Authors: Jim Crace
Tags: #Literary, #Religion, #General, #Eschatology, #Fiction
'Well, I don't know.'
'Just ask her, then.'
'What do you want, he says.'
So this was hardly normality. For all their goats and windfalls, their garden gates and washing lines, these were people living with fear, a fear that extended even to a single woman with a child. If this had been a village in the America that Margaret and the Boses had been born into, she could have expected a smile, a little curtsy from the girl. Her father would have reached his door not with a stick but with the immediate offer of a bench to sit on and a cup to drink from. In small communities like this, if not in places such as Ferrytown, where there were too many people for these observances to survive, passing guests could expect a dozen offers of a bed for the night. Neighbors would have competed 'for the honor' of having
her
dent in
their
mattress. Who could be more generous? Who could promise most?
Margaret could remember being told by Grandpa that when he'd been young — and that was going back a bit! what, fifty years? — he'd gotten lost high in the hills, during a blinding storm. But he'd been taken in by a family of fur trappers and allocated their only bed. They had no meat to give him for his supper, and so the father of the family had walked across the valley in the rain to his nearest neighbor's quarters and, finding him asleep, had stolen a hen and brought it back to pluck and roast for Grandpa. When the neighbor showed up early next morning to protest about the theft, the trapper simply said, 'We had a guest. He had to eat. We thank you for your hen. I've got a herd of sheep, still out in the pasture half a day from here. You'll know which ones. My sign is three green bars. Next time you pass them, take two, take three, whatever you like. It makes no difference. We had to feed our guest.' That used to be America.

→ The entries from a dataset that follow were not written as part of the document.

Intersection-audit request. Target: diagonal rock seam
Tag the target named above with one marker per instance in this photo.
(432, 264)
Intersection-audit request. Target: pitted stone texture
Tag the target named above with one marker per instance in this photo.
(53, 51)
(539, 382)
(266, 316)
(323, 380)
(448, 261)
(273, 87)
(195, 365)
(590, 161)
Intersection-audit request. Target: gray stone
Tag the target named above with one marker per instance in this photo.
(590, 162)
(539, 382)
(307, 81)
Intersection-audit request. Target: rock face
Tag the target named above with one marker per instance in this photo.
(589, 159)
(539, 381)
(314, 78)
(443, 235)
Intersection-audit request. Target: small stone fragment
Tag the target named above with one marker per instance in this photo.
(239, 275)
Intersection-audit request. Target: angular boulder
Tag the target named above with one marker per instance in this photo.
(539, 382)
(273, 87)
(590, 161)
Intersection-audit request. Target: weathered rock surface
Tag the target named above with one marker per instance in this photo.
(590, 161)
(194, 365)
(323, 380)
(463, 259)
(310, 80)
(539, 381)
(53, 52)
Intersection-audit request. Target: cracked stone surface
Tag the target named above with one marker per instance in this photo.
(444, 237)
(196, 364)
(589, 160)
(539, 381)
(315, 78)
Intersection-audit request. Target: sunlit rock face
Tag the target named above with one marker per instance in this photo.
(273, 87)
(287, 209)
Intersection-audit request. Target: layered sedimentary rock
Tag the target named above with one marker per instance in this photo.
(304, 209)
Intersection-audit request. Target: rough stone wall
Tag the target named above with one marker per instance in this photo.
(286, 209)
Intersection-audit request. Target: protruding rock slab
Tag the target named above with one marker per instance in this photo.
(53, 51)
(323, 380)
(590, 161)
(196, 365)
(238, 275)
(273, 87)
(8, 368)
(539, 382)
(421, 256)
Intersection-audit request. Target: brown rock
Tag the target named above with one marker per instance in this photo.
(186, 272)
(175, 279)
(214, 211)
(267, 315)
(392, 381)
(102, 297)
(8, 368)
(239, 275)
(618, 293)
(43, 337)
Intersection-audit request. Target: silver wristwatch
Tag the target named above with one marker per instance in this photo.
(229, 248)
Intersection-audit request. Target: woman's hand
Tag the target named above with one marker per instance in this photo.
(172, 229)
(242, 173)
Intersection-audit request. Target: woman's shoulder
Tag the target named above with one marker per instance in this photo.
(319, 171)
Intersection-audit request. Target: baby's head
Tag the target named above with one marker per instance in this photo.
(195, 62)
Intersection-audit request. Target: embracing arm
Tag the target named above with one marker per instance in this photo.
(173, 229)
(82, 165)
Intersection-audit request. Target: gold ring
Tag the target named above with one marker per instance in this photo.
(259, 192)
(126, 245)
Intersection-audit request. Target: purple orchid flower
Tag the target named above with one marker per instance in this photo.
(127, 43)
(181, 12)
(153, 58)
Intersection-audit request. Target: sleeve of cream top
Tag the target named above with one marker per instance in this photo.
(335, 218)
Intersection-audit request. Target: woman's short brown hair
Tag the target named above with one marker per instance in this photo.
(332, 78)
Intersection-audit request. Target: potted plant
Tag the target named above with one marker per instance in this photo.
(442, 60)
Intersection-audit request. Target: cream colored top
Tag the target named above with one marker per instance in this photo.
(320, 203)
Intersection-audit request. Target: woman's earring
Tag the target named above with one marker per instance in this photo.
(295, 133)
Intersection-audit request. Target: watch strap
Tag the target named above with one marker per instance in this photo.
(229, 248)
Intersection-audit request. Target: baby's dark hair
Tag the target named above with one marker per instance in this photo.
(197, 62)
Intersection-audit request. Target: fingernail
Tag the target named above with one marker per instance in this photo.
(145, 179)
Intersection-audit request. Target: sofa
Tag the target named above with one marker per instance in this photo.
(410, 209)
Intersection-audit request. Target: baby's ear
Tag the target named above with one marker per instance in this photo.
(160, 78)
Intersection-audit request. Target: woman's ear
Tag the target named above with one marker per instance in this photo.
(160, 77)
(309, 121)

But all Margaret was getting from this small, fat family was hostility. Showing them the baby made no difference. Her offers to undertake any work that needed doing were ignored. Her smiles and her determined cheerfulness were wasted. And every time she made to take a step closer to the girl, her father lifted his stick and growled.
It was a struggle, but in the end she got her way, though only after pulling off her scarf and threatening to sit in the middle of their path 'until the both of us, my kid and me, are full of worms'. She liked the sound of that, 'my kid and me'.
'I feel sorry for that child, and that's the only reason,' Pa said eventually, justifying his surrender to the bullying and evidently dangerous young woman. Now that he had seen her scalp, the man was desperate to find some way to compromise and give his visitors a good excuse to leave. So finally he let her sit on the garden wall, among the woody stalks of dead vegetables, and feed Bella a little goat's milk, sweetened with honey and simmered. 'We'll not want that pot when you've done with it,' he said. 'Just throw it down. I want to hear it break.'
The girl stood and watched, breathing heavily, too uneasy to ask any questions of her own.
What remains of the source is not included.